Michelle Bruney missed the U.S. Navy after serving from 2000 to 2004, so she decided to fill this void by joining the Naval Reserves.
"I knew it was something I had to do," she said. "I had a determined passion. I had the support of everybody."
She expressed her gratitude for the unwavering support of her boss, Attorney Jeremy Buckmaster, who owns Buckmaster & Ellzey in Daytona Beach. To show her appreciation, she nominated him for a "Patriotic Employer" Award.
On Dec. 22, Buckmaster was presented the award by Michael Gallucci, who represented the office of the Employer Supporter of Guard and Reserve, which is under the Department of Defense.
Bruney isn't the only colleague at Buckmaster & Ellzey to serve her country. Attorney David Ellzey, Jr., who works alongside Buckmaster and Bruney, served in the U.S. Air Force for four years, and has been a member of the Air National Guard since 2001. He also recommended his boss for the Patriotic Employer Award.
Last year, Ellzey was commissioned to be an officer in the Judge Advocate General Corps., which required the law firm to make a lot of adjustments. Looking back, Buckmaster said, "It was a crazy year."

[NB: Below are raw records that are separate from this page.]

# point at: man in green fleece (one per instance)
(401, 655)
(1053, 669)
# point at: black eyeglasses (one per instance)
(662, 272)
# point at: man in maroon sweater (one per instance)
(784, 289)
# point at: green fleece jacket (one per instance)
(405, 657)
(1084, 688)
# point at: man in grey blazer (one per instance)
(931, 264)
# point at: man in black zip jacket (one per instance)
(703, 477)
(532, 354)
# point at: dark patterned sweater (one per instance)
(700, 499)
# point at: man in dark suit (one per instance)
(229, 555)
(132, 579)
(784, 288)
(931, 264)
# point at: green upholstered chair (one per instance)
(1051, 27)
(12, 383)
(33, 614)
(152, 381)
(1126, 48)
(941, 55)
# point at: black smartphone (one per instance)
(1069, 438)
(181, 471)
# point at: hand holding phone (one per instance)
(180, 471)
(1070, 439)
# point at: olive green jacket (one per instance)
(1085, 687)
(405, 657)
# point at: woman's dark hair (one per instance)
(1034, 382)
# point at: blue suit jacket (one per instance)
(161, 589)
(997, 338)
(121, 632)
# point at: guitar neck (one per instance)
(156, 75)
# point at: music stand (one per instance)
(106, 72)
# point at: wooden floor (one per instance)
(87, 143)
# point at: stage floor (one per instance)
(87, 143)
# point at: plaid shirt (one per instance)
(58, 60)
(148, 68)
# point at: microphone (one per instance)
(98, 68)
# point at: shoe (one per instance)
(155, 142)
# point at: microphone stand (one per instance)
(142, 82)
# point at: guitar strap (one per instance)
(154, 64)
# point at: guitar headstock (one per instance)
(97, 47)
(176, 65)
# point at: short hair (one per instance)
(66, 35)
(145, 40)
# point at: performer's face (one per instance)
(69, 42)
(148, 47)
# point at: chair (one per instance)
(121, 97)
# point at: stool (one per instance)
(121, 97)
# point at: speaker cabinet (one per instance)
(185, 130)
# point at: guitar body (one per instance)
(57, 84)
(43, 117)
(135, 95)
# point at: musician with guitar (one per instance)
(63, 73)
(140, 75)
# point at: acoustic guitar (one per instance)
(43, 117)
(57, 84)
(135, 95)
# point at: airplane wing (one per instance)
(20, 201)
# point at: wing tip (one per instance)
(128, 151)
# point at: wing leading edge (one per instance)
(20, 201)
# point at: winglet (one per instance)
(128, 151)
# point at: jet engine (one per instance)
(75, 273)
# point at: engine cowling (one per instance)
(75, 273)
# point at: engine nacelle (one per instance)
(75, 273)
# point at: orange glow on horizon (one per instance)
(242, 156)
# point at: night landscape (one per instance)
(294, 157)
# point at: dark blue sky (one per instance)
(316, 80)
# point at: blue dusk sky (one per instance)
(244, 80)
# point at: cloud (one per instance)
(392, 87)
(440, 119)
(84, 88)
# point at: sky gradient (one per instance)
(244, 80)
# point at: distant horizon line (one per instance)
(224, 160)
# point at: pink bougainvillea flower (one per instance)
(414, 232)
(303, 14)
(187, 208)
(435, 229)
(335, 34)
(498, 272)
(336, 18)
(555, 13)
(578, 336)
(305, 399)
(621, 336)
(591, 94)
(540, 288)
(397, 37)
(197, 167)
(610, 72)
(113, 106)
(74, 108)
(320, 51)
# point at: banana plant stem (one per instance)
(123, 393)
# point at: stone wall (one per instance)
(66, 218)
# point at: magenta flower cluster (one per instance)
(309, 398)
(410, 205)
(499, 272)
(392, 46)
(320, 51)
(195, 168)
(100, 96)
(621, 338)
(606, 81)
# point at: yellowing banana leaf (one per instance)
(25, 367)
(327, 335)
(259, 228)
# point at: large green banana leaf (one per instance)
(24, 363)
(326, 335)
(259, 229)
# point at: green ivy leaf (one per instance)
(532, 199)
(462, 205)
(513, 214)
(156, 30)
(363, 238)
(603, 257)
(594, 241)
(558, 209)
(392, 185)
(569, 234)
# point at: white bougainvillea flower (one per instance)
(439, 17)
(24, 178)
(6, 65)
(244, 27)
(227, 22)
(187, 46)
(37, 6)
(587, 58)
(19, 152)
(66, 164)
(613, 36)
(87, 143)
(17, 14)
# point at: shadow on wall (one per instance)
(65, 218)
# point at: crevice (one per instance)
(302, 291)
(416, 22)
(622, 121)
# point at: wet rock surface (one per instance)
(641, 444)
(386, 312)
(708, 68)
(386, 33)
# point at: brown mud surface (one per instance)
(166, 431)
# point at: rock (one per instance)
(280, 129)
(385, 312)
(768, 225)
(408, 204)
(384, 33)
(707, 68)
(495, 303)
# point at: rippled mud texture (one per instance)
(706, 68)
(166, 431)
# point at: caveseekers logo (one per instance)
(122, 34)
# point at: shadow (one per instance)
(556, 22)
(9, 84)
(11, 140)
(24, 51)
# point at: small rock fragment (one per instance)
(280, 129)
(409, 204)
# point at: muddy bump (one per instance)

Ellzey said that Jeremy had to cover his cases, and together, they planned how to make it all happen. "By serving, I make sacrifices, but employers also make sacrifices."
According to Gallucci, the number of people in guards and reserves has increased dramatically since the military action in the Persian Gulf began in the 1990s.
"The support of the employer is critical," said Gallucci. "There are federal laws in place, but without the support of the community, they don't mean much."
Bruney, a paralegal at Buckmaster & Ellzey and a third class petty officer in the reserves said that Buckmaster has been "extremely supportive and flexible" with their military schedules and also last minute changes.
"With every drill weekend that I have had to do and a two-week training period in Hawaii, he has been very supportive," she said. "I am so pleased that my employer is recognized for this award. It is well deserved."
Though Buckmaster never served in the military, he said that that was one of the "big disappointments" in his life.
"This is my chance to give back," he said.
Buckmaster said that while there are hardships for the employer, they pale in comparison to the hardships of the military, whose members have to switch back and forth between civilian and military responsibilities.
"The real sacrifice is being done by these two people," he said.